We have developed a bioinformatics tool, TREAT, which addresses the current challenges in analyzing and interpreting targeted and whole exome sequencing data. The annotations provided by TREAT have been carefully evaluated and selected from a pool of available open source tools and databases, and complimented by additional in-house developed annotations (details at the TREAT website). The variant reports in Excel format integrate the visualizations of the sequence alignment at variant positions, pathways and expression specificity of the variant hosting genes via clickable hyperlinks for each reported INDELs and SNVs. In addition, the summary of the targeted resequencing results is stored in a centralized HTML report with links to the TREAT website, the targeted region coverage report and the read QC report, the description of the TREAT workflow, and links to the website of the annotation tools and databases.

For maximum flexibility, two versions of TREAT were implemented: an annotation only version, and a version integrating read alignment, variant calling and annotations. Both versions can be downloaded as local installations or as Amazon Cloud images which makes TREAT available for users with no access to local bioinformatics infrastructures. By targeting all user groups and enabling rapid integration of emerging analytic methods, we believe that TREAT provides a sustainable NGS analytic workflow with wide applicability to the research community.

We plan to continue adding new functionality and features to TREAT to make it a comprehensive tool for targeted and exome analysis. These include the development of an in-house variant database that collects all variants detected from hundreds of individuals with various types of diseases using exome and whole genome sequencing. This database will provide critical annotations whether the observed variants are truly ‘novel’ or disease specific. In addition, we are in the process of making TREAT applicable to whole genome sequencing data analysis, this would require adding annotation tracks for non-coding regions such as the conservations and regulatory domains.

In summary, the rich set of annotations provided by TREAT, the easy to use, centralized HTML summary report, and the Excel-formatted variant reports with hyperlinked visualization utilities enable the filtering of detected variants based on their functional characteristics, and allow the researchers to navigate, filter and elucidate tens of thousands of variants to focus on potential disease-associated variant(s).

Supplementary Material

Supplementary Data

supp_28_2_277__index.html^{(986B, html)}

ACKNOWLEDGEMENTS

We want to thank Mrs Shannon McDonnell for her constructive suggestions and feedback during the implementation of this work flow. We are very grateful for the following investigators at Mayo Clinic who allowed us to use their exome sequencing data for the purpose of developing the work flow: Dr Stephen Thibodeau, Dr Ellen Goode and Dr Fergus Couch.
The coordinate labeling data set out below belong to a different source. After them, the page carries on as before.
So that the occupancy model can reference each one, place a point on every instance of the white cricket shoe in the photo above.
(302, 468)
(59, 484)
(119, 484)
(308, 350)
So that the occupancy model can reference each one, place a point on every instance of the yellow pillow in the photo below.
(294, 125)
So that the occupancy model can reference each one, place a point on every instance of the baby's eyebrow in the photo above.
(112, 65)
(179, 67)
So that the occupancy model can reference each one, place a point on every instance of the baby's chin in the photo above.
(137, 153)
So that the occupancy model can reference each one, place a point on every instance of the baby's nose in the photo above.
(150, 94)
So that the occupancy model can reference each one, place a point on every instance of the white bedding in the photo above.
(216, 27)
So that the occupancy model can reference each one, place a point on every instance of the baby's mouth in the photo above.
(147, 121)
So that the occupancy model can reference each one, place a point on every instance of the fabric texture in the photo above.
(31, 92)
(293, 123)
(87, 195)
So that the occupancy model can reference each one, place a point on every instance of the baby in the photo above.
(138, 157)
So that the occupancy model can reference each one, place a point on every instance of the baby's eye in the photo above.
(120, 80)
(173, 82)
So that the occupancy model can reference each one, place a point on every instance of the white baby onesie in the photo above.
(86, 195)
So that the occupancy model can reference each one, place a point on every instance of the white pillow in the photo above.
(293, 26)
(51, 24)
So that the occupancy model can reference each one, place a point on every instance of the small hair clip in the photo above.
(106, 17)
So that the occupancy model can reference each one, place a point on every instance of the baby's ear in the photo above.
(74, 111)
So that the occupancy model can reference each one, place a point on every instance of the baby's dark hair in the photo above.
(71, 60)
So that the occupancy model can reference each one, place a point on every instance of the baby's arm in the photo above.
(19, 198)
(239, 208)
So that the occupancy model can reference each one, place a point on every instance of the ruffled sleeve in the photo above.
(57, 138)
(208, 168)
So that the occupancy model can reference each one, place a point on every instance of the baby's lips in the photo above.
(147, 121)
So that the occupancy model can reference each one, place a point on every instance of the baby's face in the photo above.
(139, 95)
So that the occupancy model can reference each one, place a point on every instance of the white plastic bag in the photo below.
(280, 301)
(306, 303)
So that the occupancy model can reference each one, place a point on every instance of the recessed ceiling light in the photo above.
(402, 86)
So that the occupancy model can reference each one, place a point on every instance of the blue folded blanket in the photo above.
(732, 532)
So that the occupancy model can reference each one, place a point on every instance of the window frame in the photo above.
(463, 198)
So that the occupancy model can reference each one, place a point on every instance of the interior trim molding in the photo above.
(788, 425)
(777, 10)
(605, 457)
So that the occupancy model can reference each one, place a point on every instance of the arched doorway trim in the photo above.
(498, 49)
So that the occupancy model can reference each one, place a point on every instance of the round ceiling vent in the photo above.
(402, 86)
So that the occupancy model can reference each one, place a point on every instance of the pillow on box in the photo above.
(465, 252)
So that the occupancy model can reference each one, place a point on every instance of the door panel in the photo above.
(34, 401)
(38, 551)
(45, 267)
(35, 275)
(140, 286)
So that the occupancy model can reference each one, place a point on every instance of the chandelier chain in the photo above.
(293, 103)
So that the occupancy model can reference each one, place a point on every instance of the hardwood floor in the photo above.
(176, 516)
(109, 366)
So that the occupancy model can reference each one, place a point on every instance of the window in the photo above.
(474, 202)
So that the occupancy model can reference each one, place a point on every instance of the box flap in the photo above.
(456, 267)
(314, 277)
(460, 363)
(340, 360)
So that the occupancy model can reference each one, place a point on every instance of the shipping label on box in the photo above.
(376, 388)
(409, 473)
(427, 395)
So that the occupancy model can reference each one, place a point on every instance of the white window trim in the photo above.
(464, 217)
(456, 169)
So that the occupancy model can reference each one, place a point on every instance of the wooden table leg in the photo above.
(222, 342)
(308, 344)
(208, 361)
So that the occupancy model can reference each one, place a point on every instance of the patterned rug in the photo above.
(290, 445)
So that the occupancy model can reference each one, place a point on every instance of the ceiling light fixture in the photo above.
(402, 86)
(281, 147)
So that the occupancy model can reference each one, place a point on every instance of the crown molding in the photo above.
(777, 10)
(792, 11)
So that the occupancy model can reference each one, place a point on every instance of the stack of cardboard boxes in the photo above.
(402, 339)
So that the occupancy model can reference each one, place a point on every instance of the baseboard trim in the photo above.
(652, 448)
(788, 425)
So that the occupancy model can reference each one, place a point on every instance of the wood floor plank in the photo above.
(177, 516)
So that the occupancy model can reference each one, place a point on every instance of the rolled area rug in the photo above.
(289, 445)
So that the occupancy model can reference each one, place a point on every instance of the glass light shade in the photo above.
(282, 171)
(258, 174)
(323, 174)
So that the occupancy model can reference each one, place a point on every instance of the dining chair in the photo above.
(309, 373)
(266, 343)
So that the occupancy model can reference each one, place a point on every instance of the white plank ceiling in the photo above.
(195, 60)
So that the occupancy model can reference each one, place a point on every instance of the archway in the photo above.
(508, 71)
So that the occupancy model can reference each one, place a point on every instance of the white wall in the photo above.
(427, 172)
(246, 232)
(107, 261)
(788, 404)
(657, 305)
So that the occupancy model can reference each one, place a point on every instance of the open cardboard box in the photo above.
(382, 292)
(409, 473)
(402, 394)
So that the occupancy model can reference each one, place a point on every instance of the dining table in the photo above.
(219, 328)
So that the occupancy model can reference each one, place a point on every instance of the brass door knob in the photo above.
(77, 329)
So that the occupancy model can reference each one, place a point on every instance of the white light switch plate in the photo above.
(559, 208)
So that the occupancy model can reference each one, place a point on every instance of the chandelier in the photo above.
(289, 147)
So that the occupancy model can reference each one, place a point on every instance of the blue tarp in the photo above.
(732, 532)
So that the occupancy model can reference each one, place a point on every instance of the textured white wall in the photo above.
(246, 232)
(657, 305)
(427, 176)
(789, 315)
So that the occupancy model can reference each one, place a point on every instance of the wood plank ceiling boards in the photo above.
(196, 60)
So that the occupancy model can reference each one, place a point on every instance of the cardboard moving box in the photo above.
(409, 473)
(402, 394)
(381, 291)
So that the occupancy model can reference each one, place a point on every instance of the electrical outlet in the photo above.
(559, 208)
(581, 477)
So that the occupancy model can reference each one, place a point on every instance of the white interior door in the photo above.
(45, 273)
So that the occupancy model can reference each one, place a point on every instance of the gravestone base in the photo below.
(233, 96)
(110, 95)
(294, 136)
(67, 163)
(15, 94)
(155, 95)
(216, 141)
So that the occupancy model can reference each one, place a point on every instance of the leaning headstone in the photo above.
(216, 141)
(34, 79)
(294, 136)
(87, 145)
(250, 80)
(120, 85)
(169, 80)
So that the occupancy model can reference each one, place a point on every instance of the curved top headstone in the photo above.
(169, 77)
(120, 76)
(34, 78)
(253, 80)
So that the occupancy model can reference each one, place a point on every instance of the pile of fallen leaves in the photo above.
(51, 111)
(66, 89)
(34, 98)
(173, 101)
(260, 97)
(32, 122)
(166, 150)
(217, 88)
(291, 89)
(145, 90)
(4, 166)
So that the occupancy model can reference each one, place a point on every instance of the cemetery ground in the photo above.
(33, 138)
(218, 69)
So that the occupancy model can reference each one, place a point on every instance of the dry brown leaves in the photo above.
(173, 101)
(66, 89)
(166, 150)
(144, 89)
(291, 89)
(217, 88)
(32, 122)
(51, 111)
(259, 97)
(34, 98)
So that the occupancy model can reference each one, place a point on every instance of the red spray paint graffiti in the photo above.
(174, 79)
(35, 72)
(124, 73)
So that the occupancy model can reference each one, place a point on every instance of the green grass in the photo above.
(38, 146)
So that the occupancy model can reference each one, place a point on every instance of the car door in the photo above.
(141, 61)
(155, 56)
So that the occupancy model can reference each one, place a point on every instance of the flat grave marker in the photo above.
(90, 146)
Funding: Development Fund from the Center for Individualized Medicine at Mayo Clinic Rochester MN, a generous gift from James and Donna Barksdale.

Conflict of Interest: none declared.

Footnotes

^†The authors wish it to be known that, in their opinion, the first two authors should be regarded as joint First authors.

REFERENCES

Ansorge W.J. Next-generation DNA sequencing techniques. New Biotechnol. 2009;25:195–203. doi: 10.1016/j.nbt.2008.12.009. [DOI] [PubMed] [Google Scholar]
Bonnefond A., et al. Molecular diagnosis of neonatal diabetes mellitus using next-generation sequencing of the whole exome. PloS One. 2010;5:e13630. doi: 10.1371/journal.pone.0013630. [DOI] [PMC free article] [PubMed] [Google Scholar]
Gilissen C., et al. Exome sequencing identifies WDR35 variants involved in Sensenbrenner syndrome. Am. J. Hum. Genet. 2010;87:418–423. doi: 10.1016/j.ajhg.2010.08.004. [DOI] [PMC free article] [PubMed] [Google Scholar]
Goya R., et al. SNVMix: predicting single nucleotide variants from next-generation sequencing of tumors. Bioinformatics. 2010;26:730–736. doi: 10.1093/bioinformatics/btq040. [DOI] [PMC free article] [PubMed] [Google Scholar]
Harbour J.W., et al. Frequent mutation of BAP1 in metastasizing uveal melanomas. Science. 2010;330:1410–1413. doi: 10.1126/science.1194472. [DOI] [PMC free article] [PubMed] [Google Scholar]
Kumar P., et al. Predicting the effects of coding non-synonymous variants on protein function using the SIFT algorithm. Nat. Protocol. 2009;4:1073–1081. doi: 10.1038/nprot.2009.86. [DOI] [PubMed] [Google Scholar]
Langmead B., et al. Ultrafast and memory-efficient alignment of short DNA sequences to the human genome. Genome Biol. 2009;10:R25. doi: 10.1186/gb-2009-10-3-r25. [DOI] [PMC free article] [PubMed] [Google Scholar]
Li H., Durbin R. Fast and accurate short read alignment with Burrows-Wheeler transform. Bioinformatics. 2009;25:1754–1760. doi: 10.1093/bioinformatics/btp324. [DOI] [PMC free article] [PubMed] [Google Scholar]
Lupski J.R., et al. Whole-genome sequencing in a patient with Charcot-Marie-Tooth neuropathy. New Engl. J. Med. 2010;362:1181–1191. doi: 10.1056/NEJMoa0908094. [DOI] [PMC free article] [PubMed] [Google Scholar]
McKenna A., et al. The Genome Analysis Toolkit: a MapReduce framework for analyzing next-generation DNA sequencing data. Genome Res. 2010;20:1297–1303. doi: 10.1101/gr.107524.110. [DOI] [PMC free article] [PubMed] [Google Scholar]
Metzker M.L. Sequencing technologies - the next generation. Nature Rev. 2010;11:31–46. doi: 10.1038/nrg2626. [DOI] [PubMed] [Google Scholar]
Ng S.B., et al. Targeted capture and massively parallel sequencing of 12 human exomes. Nature. 2009;461:272–276. doi: 10.1038/nature08250. [DOI] [PMC free article] [PubMed] [Google Scholar]
Ng S.B., et al. Exome sequencing identifies the cause of a mendelian disorder. Nat. Genet. 2010;42:30–35. doi: 10.1038/ng.499. [DOI] [PMC free article] [PubMed] [Google Scholar]
Nix D.A., et al. Next generation tools for genomic data generation, distribution, and visualization. BMC Bioinformatics. 2010;11:455. doi: 10.1186/1471-2105-11-455. [DOI] [PMC free article] [PubMed] [Google Scholar]
Robinson J.T., et al. Integrative genomics viewer. Nat. Biotechnol. 2011;29:24–26. doi: 10.1038/nbt.1754. [DOI] [PMC free article] [PubMed] [Google Scholar]
Sana M.E., et al. GAMES identifies and annotates mutations in next-generation sequencing projects. Bioinformatics. 2011;27:9–13. doi: 10.1093/bioinformatics/btq603. [DOI] [PubMed] [Google Scholar]
Schuster S.C. Next-generation sequencing transforms today's biology. Nat. Methods. 2008;5:16–18. doi: 10.1038/nmeth1156. [DOI] [PubMed] [Google Scholar]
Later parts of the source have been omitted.